Die Revision der Klägerin vor dem Sechsten Senat des Bundesarbeitsgerichts war erfolglos. Selbst wenn der von der Klägerin dargestellte Gesprächsverlauf zugunsten der Klägerin berücksichtigt wird, fehlt es an der Widerrechtlichkeit der behaupteten Drohung. Die Beklagte hat nicht unfair verhandelt und somit nicht gegen ihre Pflichten aus § 311 Abs. 2 Nr. 1 iVm. § 241 Abs. 2 BGB verstoßen.

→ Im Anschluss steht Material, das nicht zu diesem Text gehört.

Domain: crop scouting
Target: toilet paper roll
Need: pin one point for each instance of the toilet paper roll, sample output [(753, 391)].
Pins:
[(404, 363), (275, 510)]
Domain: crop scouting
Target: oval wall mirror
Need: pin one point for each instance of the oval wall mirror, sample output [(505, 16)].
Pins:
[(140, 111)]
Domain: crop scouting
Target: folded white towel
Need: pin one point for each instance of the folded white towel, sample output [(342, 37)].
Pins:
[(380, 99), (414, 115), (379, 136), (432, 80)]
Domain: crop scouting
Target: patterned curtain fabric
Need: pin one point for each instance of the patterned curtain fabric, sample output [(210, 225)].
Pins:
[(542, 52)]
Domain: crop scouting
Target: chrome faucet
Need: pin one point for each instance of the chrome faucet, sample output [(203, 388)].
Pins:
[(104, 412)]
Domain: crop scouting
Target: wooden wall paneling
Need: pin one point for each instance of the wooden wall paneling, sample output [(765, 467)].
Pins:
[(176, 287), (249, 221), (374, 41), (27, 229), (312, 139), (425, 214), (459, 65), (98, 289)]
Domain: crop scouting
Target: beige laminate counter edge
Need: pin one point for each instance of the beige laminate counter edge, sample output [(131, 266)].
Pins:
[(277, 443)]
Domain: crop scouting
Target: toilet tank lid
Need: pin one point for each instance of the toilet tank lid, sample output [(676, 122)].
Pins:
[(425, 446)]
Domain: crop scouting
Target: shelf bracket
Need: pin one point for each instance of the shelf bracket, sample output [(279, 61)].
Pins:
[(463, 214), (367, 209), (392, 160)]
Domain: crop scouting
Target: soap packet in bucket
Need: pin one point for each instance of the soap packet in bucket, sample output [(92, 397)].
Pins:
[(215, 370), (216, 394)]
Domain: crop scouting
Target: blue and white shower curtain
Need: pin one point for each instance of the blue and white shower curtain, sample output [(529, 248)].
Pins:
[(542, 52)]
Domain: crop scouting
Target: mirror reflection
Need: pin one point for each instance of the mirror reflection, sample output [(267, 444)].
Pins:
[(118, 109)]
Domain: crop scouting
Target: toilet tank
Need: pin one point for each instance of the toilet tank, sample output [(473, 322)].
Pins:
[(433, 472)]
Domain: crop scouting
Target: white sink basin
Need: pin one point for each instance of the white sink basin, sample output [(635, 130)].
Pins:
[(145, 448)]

Die Entscheidungsfreiheit der Klägerin wurde nicht dadurch verletzt, dass der Aufhebungsvertrag entsprechend § 147 Abs. 1 Satz 1 BGB nur zur sofortigen Annahme unterbreitet wurde. Das Landesarbeitsgericht ist auf der Grundlage der vom Senat in der Entscheidung vom 7. Februar 2019 (- 6 AZR 75/18 -) entwickelten Maßstäbe zu dem gleichen Ergebnis gelangt.
Bundesarbeitsgericht, Urteil vom 24. Februar 2022 – 6 AZR 333/21 –
Vorinstanz: Landesarbeitsgericht Hamm, Urteil vom 17. Mai 2021 – 18 Sa 1124/20 –
Quelle: Pressemitteilung des Bundesarbeitsgerichts vom 24.2.2022
Hinweis Dieser Beitrag dient nur zu Informationszwecken und stellt keine rechtliche Beratung dar. Bei konkreten Rechtsfragen sollten Sie immer einen Anwalt für Arbeitsrecht konsultieren, um eine individuelle und fundierte Beratung zu erhalten.